In many cases, the issues encountered are seemingly small things; however, the small issues can quickly result in very big problems if an intruder is able to access sensitive areas. Some of these include the following:

• Employees forget to ensure the door is shut and fully latched when leaving an area.
• Employees do not question the presence of visitors and, in some cases, will even open the door for an unknown individual.
• Badges and uniforms are left unattended throughout the facility for intruders to steal and use as identification. With this identification, interior areas are relatively easy to access and contaminate.
• Doors are not locked—either inadvertently or because locking mechanisms are not repaired—or are propped open for ease of access.
• Equipment on the exterior of the facility (e.g., ladders, company vehicles, tools, etc.) is not adequately controlled.

What can facilities do to prevent IA?

Training staff to understand food defense risks, identify suspicious activities and individuals, and implement preventive measures is key to reducing IA risk. FDA and the Department of Homeland Security’s (DHS) See Something, Say Something Campaign reminds front-line employees of what to look for and how to respond if suspicious activity occurs.

Importantly, staff must feel empowered to notify management if they notice anything suspicious. This might include someone taking notes or videos in the plant; an individual attempting to gain access to restricted areas; theft of employee uniforms, badges, or packaging labels; unattended vehicles illegally parked near the facility; unattended items near the business (e.g., boxes, bags); and suspicious work behaviors/hours from employees.

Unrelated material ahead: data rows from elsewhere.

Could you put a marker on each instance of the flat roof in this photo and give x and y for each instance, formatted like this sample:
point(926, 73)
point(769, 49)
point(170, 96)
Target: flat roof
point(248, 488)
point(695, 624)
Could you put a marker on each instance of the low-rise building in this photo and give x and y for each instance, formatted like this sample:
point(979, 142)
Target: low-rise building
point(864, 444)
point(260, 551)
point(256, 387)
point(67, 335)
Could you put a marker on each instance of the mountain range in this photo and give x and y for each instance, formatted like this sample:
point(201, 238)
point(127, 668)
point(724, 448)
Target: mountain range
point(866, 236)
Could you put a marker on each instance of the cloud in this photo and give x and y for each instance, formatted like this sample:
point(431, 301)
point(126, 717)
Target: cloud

Best practices to prevent this suspicious activity from causing wide-scale harm include the following:

• Post security personnel to serve as a deterrent for intruders.
• Properly maintain exterior doors, parking lots, and outside lighting.
• Keep doors locked and closed, including entrance, break room, and loading docks.
• Ensure visitor stickers are removed and disposed of upon checkout.
• Secure open containers of food/food ingredients.
• Control access of all employees, visitors, contractors, delivery personnel, etc. to sensitive areas.
• Make sure visitors to the facility are accompanied by an employee.
• Monitor products for evidence of tampering (i.e., seals, labels, packaging).
• Complete background checks on employees.
• Train personnel to report suspicious individuals or activities.